The Lusaka-based Bank of Zambia forecast inflation to be maintained at 6.5 percent this year and the supply chain of foreign exchange to the interbank market has on average exceeded demand, while the central bank’s foreign exchange reserves position has improved significantly.
“Following disbursements of the Eurobond proceeds, the Bank of Zambia stands in an even stronger position to allow the economy to absorb any real economic shock.
“In the meantime, the Bank of Zambia remains unwavering to its policy of prudently intervening in the foreign exchange market with a view to reducing volatility and building international reserves,” the central bank has said.
It has further stated that the Kwacha has in the recent weeks experienced rapid depreciation against major trading partner currencies in the foreign exchange market. The central bank attributes the depreciation of the Kwacha to the low price of copper, which since the beginning of the year has averaged US$6 500 per tonne.

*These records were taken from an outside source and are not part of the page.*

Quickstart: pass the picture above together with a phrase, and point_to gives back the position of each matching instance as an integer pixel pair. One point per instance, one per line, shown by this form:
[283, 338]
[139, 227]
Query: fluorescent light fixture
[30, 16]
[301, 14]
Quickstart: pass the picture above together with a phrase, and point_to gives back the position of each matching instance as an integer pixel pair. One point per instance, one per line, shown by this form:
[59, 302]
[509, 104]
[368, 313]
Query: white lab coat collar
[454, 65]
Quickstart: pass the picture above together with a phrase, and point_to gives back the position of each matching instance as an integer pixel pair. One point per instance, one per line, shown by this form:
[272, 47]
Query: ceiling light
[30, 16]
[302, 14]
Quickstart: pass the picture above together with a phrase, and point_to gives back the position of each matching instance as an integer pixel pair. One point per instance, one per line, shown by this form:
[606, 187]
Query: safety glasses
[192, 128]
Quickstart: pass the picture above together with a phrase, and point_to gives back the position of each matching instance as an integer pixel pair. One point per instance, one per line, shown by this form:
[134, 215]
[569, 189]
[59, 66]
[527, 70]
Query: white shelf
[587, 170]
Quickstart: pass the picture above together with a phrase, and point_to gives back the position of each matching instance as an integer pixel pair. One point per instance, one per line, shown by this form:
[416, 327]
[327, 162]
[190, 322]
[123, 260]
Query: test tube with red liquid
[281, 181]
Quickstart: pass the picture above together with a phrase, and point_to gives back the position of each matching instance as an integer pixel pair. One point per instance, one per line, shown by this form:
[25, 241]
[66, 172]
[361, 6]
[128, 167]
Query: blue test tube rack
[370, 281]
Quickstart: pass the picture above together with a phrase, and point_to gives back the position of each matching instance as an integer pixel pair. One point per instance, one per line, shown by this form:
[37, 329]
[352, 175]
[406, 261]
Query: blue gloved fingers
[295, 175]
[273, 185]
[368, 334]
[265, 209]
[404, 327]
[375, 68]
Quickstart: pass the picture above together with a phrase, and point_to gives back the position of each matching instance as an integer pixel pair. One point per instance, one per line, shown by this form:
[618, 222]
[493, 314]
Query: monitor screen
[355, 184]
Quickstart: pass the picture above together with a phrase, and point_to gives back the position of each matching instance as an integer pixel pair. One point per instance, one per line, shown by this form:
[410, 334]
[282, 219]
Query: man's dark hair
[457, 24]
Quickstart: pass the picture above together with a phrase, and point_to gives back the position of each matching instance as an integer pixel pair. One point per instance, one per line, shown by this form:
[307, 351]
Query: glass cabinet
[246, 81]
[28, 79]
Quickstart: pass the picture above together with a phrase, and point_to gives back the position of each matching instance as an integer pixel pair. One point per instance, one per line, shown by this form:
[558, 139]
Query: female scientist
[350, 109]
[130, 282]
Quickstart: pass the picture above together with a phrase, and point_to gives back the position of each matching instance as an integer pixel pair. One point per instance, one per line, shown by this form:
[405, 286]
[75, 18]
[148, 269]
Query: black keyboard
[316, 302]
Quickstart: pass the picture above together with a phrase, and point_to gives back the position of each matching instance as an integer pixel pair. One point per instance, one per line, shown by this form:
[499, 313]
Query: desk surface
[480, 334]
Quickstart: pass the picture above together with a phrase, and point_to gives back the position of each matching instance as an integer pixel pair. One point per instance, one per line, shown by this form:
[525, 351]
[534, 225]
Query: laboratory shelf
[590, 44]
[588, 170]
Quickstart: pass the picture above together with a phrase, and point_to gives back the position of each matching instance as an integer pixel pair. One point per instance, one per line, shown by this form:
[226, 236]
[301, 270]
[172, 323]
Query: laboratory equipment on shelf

On April 2, the ERB revised its energy tariffs for the mines to 28.8 percent to meet various obligations, a move which riled the Chamber of Mines of Zambia.
Chambers of Mines of Zambia Chief Executive Officer, Maureen Dlamini, recently expressed concern over the ERB power tariff increases, arguing that while the mines understand the need for utilities to earn a fair return on investment to be able to efficiently and sustainably operate and maintain the infrastructure, cognizance must be taken of the long-term nature of the mining business.
Due to the long-term nature of mining investments, corresponding long-term planning from a policy and regulatory perspective is necessary to attract and retain investment in this sector.
She pointed out the fact that power supply to mining companies is governed by commercial contracts entered into mutually by ZESCO and respective companies taking into account the full commercial circumstances prevailing at the time of entering into such contracts, and anticipated to occur over the life of the contract.
Dlamini added that the mining sector had agreed to extra ordinary tariff increases of 35 percent in 2008 and 30 percent in 2011 outside existing contracts on the understanding that investments would be made to improve the quality of power being supplied to the industry.